I suffered years of torment and self loathing along with the guilt and shame of being so different from my peers. There was just this overpowering need and desire to wear first plastic pants then diapers with them and later girl’s clothes too. I pored though ever book at the school library and found nothing to suggest that there were others out there with the same problems. I had no one to relate to or discuss it with but it would not die.


In 1970 I met my future wife and the first night told her all of it, she didn’t say anything about it or condemn me for it she just listened. I had no idea how she would feel about it but I had to be honest with her. I hoped I wasn’t going to lose her over it but it just wouldn’t have been right to keep it from her. She accepted me despite my frailties; we started living together and were married two years later.  Our marriage ended in 2007 with her accidental death and she was loyal to me to the end.


I took her on the road with me hitchhiking up the coast to Frisco and later all the way to the Portland; we crisscrossed the state several times in our first year together living, a bohemian lifestyle and getting to know each other. I feel lucky to have found someone who was so kind, loving and loyal to have spent my life with, I just wish now that I was as loyal to her as I should have been. After we were married in her home state of West Virginia, I joined the Army to do my part for my country and I was stationed in North Carolina in 1973.


I had been wearing diapers at night since we met whenever it was possible but I still felt alone with them. One night when out with two of my friends smoking weed and bar hopping one of them wanted to stop at an adult bookstore; so I pulled in and we perused the store, (my first visit to one). Imagine my confusion and shock after all this time to see a couple of magazines on the shelf with girls in diapers. One was called Rubber Life the other Rubber Nurse, sister publications; I felt weak at the knees yet excited, I wanted to dash over and snatch them off the shelves. But what would my friends think not to mention the rest of the base. I felt it would spread like wildfire if it got out. So I bid my time took them back to the barracks, slipped back out later where I returned and bought a copy of each magazine. 1974 was the year I discovered that there were others out there, this was the beginning of a new awareness and longing to talk and meet other people with a similar wants and needs.
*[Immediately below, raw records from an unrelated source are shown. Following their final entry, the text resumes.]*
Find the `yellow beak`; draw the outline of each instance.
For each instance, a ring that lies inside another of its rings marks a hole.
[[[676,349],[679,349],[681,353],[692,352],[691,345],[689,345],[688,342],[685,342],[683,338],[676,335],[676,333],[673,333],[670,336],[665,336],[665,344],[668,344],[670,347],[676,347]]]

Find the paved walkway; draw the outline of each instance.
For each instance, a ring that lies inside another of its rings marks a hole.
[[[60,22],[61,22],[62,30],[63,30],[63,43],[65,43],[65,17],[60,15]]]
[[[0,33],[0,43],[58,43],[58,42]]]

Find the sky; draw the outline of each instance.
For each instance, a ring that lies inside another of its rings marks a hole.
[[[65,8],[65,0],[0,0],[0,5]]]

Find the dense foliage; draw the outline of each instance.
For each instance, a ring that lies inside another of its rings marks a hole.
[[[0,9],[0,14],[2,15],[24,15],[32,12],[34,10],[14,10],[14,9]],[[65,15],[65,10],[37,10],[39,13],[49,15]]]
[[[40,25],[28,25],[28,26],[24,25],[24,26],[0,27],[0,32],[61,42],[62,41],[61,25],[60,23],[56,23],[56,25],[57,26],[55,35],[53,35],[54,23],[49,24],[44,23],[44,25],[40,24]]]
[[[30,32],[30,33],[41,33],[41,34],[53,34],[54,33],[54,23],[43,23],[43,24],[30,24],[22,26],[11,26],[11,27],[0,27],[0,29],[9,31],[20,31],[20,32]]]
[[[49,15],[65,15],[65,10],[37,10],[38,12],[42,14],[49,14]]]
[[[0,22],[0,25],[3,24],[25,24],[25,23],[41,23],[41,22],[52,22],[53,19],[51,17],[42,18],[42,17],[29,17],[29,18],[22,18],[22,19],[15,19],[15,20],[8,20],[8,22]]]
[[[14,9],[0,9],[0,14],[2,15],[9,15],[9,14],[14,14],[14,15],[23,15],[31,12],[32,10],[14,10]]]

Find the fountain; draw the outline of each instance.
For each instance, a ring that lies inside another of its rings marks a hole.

A lot of vendors have made their presence felt and others have faded out for different reasons. In my humble opinion, there should be a place for those who have advanced the genre into the 21 century. There has been a lot of important contributors’ to the community which before they are forgotten needs to be immortalized I realize that their privacy must be not be compromised and that there is a lot I don’t know that needs to be included but a place needs to be created for this. Our history needs to be respected and remembered! I would volunteer to write it up, but I would rather not do it alone, after all No man is an Island.